I agree with Larson that if there is a myth of AI, it is  over-extending what AI can do. It is perpetuated by the idea that you can rank every person, every school, every course, and produce such seemingly certain results. Worse, the sloppy tools used to build the profiles result in obvious errors, so obvious they can only have been created by running an algorithm outside the core set for which it was designed. Why is Larson attaching his name as an academic advisor to a site that appears to prove the very point of his book, that people are making too many over-inflated claims for AI? Here are a couple of examples.

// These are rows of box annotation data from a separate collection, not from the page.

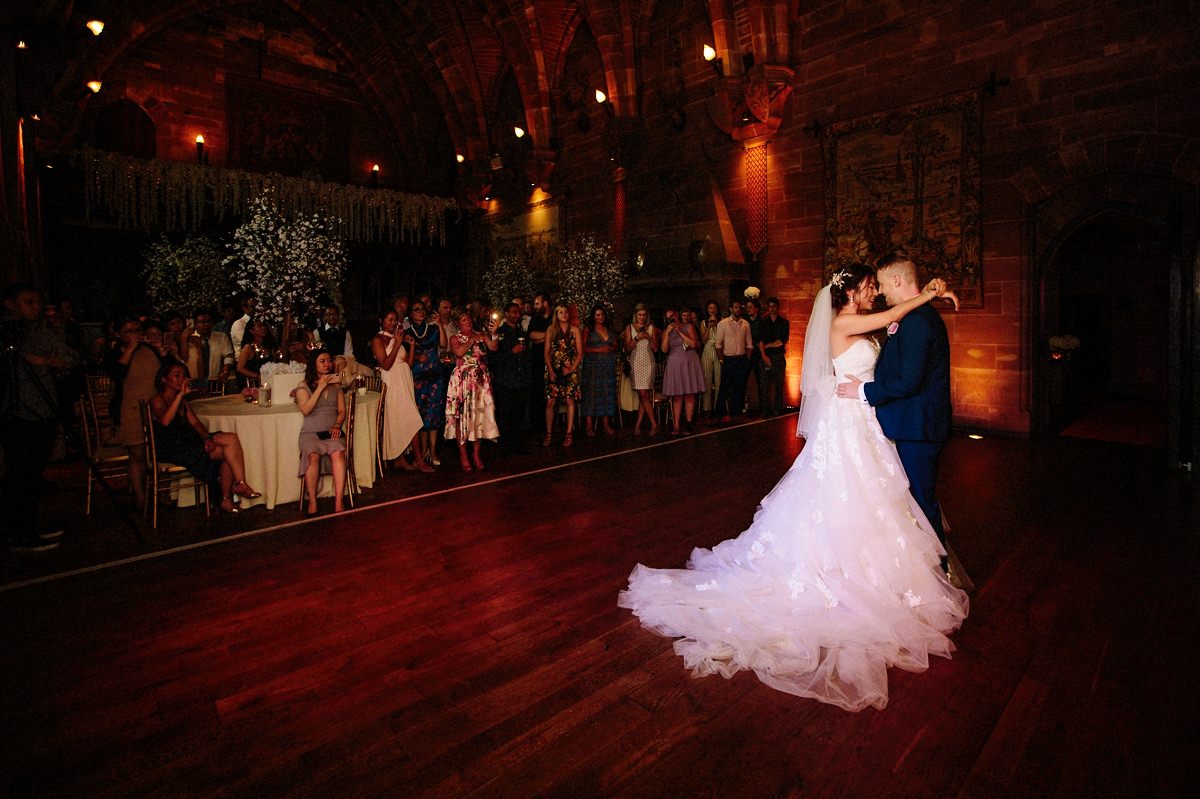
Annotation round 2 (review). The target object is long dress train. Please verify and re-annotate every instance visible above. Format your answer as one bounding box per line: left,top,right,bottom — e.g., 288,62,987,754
618,341,967,710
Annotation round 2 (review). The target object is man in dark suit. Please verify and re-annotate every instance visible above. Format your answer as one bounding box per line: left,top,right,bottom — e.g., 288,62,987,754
838,251,952,547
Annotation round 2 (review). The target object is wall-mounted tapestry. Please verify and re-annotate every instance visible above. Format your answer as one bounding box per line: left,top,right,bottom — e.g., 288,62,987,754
226,76,354,184
822,92,983,308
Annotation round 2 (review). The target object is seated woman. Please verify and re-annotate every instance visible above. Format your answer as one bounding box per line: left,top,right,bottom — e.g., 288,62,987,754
296,349,346,516
150,362,263,513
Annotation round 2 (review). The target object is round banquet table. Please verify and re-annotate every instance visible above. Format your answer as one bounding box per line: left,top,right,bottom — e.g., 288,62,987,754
187,391,379,507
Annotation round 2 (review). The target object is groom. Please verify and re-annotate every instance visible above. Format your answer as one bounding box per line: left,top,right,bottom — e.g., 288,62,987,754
838,251,950,551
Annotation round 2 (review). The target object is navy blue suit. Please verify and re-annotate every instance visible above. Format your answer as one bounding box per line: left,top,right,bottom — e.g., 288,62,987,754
863,305,952,541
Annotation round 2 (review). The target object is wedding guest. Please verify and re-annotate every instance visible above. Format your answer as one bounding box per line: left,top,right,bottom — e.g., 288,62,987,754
296,349,346,516
236,319,275,389
491,302,529,455
526,294,553,438
150,361,263,513
371,307,432,471
408,300,448,471
713,300,754,425
624,302,659,435
700,300,721,414
581,305,617,435
662,304,704,435
313,304,354,358
541,305,583,446
186,308,234,380
229,296,258,353
446,303,500,471
758,296,791,416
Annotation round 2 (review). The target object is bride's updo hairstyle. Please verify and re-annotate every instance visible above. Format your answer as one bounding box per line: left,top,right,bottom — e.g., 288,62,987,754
829,264,875,311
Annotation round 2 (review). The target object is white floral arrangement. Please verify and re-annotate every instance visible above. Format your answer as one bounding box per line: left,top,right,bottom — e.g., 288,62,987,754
558,235,625,319
142,235,232,314
479,256,538,310
224,193,346,324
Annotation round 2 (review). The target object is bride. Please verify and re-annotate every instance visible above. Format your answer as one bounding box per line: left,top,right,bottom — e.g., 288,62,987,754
618,264,967,711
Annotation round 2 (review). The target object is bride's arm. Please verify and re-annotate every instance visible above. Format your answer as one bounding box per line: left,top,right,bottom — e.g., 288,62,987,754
833,277,959,336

It appears that the entry for each scholar or thinker on the Academic Influence site is generated automatically, and comprises a number of subheads. For example, under the heading “why is this person influential?”  you are shown the person’s Wikipedia entry. Then you can see the number of citations of their works (which is at least a well-established metric for scholarly authors, even if untested for writers who lived over a hundred years ago), and lists some published papers. This format doesn’t really work for a creative writer like Shakespeare, who, as far as I know, never published any scholarly papers. Nonetheless, the Shakespeare page confidently (and ungrammatically) lists his “published papers” (which appear to be his sonnets and plays). I see that Sonnet 48 is ranked above The Tempest, and The Klingon Hamlet appears; but there is no entry for Hamlet. Did anyone look at this list?

I looked at the Karl Marx profile, but unfortunately, they seem to have the wrong Marx – the papers that are confidently listed as “Karl Marx’s Published Works” are all about magnetic resonance imaging, and appear to be by someone else. I don’t create the algorithms, but I have been working in AI for several years, and all too frequently, AI developers, in their enthusiasm for providing a machine-based solution, often over-extend the tool and fail to check that the results obtained make any sense.

Of course, I might be wrong – Marx may have written these papers alongside his political works. It’s just my intuition.